Costa Rica approves new tax to fund drug cartel fight

SAN JOSE, (Reuters) – Costa Rica’s parliament approved a new security tax on businesses late on Thursday as part of Central American efforts to improve funding for a crackdown on marauding drug cartels.

Mario Zamora

The levy is expected to generate an extra $70 million a year to help Costa Rica, which has no army, equip police with better surveillance technology, vehicles, guns and bullet-proof vests, said Public Security Minister Mario Zamora.

Firms will pay $300 annually but thousands of smaller companies will be exempt, the government said.

Central America is scrambling to finance a squeeze on cash-laden drug gangs carving bloody trails in the isthmus. The region is a major transshipment point of South American cocaine smuggled north to the United States by Mexican cartels.

Under attack in Mexico from the government, drug traffickers have pushed operations deeper into Central America, corrupting officials and exporting their brutal methods like extortion, kidnapping and decapitation of civilians.

Costa Rica has avoided the worst of the violence so far but authorities are alarmed by recent crimes, including a spike in contract killings they blame on drug gangs.

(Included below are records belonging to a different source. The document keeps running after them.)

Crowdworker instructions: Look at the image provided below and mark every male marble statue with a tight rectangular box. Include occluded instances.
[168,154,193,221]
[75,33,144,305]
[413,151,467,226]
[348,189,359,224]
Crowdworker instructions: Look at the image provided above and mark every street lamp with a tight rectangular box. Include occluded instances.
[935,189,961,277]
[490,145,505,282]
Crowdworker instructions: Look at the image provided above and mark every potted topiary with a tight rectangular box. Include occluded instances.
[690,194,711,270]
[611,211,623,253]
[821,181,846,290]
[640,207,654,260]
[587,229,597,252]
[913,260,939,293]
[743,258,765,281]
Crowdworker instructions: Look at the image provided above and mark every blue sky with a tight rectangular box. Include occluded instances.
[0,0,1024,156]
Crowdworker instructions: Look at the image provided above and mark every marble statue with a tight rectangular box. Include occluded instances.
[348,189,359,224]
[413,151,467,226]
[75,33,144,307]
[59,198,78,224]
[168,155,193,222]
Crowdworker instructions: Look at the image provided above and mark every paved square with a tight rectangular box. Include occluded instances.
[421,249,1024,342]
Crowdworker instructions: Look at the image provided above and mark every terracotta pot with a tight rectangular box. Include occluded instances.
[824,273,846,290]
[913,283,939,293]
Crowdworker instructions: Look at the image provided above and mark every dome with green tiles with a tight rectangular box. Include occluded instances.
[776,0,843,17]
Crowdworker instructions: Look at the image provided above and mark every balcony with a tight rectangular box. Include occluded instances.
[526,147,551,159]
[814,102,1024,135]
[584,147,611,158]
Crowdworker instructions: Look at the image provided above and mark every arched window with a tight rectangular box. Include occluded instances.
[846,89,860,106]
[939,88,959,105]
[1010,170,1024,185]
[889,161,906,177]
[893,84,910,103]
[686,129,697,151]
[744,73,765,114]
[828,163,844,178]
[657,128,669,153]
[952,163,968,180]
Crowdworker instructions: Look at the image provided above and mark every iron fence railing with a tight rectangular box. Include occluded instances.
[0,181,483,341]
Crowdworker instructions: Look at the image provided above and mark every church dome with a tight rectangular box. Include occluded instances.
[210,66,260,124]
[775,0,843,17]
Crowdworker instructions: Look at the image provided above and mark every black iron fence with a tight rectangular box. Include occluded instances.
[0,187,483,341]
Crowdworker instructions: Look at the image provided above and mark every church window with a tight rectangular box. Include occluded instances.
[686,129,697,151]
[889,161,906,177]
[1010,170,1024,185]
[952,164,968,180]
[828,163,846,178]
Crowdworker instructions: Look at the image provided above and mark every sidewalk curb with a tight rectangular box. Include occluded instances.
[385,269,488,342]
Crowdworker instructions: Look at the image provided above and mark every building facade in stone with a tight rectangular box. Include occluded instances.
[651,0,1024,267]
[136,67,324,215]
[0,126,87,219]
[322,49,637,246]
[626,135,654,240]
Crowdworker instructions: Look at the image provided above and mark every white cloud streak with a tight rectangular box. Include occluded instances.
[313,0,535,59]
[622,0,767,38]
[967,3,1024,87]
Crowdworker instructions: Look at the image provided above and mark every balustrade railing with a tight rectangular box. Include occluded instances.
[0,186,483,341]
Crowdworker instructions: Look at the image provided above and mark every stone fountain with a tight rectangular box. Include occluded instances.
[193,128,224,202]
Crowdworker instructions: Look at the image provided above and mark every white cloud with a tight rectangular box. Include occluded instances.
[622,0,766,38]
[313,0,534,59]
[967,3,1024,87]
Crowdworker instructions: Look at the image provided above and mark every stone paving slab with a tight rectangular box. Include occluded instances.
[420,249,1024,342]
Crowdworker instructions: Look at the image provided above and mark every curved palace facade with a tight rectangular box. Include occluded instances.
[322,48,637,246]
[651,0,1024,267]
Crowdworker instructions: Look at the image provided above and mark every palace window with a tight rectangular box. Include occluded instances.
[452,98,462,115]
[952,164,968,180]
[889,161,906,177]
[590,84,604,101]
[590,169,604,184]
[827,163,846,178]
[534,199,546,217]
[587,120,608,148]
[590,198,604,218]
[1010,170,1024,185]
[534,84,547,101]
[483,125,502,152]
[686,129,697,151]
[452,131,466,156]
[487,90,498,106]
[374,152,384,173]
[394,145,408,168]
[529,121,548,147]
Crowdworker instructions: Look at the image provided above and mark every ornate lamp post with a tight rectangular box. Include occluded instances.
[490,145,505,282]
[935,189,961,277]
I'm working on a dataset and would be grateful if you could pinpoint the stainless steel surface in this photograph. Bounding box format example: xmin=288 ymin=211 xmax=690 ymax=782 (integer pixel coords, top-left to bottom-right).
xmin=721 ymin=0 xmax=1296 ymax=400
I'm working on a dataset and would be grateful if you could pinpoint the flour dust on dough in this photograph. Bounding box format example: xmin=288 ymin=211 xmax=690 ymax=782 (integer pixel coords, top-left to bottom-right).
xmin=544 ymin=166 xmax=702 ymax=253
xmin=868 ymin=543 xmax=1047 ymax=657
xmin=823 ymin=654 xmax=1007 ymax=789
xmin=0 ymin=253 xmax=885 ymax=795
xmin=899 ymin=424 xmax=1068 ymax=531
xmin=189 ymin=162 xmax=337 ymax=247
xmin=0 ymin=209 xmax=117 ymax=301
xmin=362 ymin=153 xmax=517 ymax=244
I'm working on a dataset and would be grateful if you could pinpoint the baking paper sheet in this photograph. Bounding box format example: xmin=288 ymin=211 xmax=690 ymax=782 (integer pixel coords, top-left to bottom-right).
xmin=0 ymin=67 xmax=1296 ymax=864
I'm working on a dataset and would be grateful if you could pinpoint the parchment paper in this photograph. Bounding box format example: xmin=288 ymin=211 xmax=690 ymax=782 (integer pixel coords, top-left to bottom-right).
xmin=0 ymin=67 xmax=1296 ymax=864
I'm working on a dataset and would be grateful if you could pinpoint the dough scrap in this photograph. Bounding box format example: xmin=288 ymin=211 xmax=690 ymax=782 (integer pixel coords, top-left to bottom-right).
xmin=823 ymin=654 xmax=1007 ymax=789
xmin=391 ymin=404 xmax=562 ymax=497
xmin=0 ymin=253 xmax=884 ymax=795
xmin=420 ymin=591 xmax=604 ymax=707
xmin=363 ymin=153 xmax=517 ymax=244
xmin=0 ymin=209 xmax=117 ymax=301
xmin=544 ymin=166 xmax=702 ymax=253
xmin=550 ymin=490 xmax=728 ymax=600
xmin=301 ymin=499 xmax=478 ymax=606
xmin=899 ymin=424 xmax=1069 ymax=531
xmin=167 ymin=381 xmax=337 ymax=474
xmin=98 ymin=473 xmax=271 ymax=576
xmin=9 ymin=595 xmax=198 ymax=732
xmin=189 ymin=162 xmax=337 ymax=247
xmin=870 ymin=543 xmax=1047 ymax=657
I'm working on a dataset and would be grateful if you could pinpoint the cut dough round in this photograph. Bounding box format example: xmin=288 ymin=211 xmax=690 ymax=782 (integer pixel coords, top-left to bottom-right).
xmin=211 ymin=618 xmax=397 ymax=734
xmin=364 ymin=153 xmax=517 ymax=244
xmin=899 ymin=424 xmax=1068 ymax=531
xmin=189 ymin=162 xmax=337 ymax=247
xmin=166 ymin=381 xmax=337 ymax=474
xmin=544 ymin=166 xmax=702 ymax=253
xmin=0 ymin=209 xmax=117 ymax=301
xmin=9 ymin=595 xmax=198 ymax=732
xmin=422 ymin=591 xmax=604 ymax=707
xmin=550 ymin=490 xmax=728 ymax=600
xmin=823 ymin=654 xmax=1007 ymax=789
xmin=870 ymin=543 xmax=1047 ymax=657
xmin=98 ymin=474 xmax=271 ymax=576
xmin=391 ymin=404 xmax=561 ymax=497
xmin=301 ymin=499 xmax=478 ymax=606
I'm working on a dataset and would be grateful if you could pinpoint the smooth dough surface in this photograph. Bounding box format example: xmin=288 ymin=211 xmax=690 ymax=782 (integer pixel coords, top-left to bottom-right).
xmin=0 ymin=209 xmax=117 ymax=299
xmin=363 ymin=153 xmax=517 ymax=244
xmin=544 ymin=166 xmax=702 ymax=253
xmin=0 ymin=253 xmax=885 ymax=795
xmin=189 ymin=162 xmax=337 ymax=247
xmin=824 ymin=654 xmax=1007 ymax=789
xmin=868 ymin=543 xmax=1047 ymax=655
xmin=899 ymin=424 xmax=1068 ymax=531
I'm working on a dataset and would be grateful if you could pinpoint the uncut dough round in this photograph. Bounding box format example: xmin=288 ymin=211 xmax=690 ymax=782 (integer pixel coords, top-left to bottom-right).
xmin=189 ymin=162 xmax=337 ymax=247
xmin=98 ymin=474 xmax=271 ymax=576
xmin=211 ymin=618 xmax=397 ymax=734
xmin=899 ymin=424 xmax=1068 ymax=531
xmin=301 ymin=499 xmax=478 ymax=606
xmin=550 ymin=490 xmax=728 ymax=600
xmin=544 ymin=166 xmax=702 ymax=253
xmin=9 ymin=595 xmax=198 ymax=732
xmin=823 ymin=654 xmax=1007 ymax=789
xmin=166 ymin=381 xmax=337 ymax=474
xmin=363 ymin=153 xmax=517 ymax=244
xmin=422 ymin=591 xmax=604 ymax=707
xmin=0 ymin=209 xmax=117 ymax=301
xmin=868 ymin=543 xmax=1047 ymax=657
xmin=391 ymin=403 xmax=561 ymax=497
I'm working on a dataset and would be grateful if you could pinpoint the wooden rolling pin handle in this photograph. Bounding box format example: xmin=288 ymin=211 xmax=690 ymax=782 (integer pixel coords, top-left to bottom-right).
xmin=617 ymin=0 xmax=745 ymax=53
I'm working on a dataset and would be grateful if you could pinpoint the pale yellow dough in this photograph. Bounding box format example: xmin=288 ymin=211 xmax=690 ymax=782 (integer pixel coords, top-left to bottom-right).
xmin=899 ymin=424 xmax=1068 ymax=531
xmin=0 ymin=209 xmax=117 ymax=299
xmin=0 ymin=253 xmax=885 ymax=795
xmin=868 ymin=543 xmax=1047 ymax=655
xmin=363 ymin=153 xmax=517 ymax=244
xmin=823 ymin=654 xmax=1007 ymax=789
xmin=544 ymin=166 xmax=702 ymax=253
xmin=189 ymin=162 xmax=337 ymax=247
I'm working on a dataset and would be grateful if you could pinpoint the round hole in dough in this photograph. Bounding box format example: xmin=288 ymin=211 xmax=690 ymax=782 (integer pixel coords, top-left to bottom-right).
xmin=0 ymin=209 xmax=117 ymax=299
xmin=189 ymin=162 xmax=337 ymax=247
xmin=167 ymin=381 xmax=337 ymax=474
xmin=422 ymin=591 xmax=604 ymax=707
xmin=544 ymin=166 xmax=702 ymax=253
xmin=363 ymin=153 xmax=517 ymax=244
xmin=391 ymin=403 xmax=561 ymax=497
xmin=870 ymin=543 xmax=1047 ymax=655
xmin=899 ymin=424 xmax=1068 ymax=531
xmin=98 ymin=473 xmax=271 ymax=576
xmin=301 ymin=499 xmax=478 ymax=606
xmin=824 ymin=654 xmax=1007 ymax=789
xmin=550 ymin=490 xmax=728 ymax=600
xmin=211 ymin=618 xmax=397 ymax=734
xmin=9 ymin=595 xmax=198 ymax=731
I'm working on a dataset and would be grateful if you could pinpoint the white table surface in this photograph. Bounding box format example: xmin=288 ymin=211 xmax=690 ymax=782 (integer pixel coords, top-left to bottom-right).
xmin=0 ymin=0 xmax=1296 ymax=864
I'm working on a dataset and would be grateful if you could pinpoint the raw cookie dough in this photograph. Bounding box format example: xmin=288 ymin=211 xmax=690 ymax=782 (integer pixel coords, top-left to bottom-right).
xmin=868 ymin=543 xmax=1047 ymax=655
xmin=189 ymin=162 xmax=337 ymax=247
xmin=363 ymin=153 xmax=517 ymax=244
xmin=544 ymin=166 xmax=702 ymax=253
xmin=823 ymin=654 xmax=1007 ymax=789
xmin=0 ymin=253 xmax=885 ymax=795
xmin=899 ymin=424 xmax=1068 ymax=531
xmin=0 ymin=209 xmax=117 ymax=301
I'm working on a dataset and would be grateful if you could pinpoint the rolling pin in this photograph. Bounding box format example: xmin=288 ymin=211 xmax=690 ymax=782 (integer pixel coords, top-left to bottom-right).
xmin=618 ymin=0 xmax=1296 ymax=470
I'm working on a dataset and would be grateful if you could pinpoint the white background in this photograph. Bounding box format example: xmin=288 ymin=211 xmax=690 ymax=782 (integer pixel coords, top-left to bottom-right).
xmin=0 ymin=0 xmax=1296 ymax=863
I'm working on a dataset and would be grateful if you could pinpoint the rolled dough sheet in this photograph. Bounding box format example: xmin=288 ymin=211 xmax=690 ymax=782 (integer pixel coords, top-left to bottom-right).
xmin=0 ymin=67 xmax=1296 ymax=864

Honduras, wracked with the region’s highest murder rate, approved a security tax in June on several industries although it later made exemptions for some sectors such as mining.

Violent crime costs the region sums equal to 8 percent of gross domestic product, posing risks to future economic growth and damaging competitiveness, according to studies.

U.S. Secretary of State Hillary Clinton told leaders of the region at a June security conference in Guatemala that weak tax collection is crippling efforts to deal with security threats.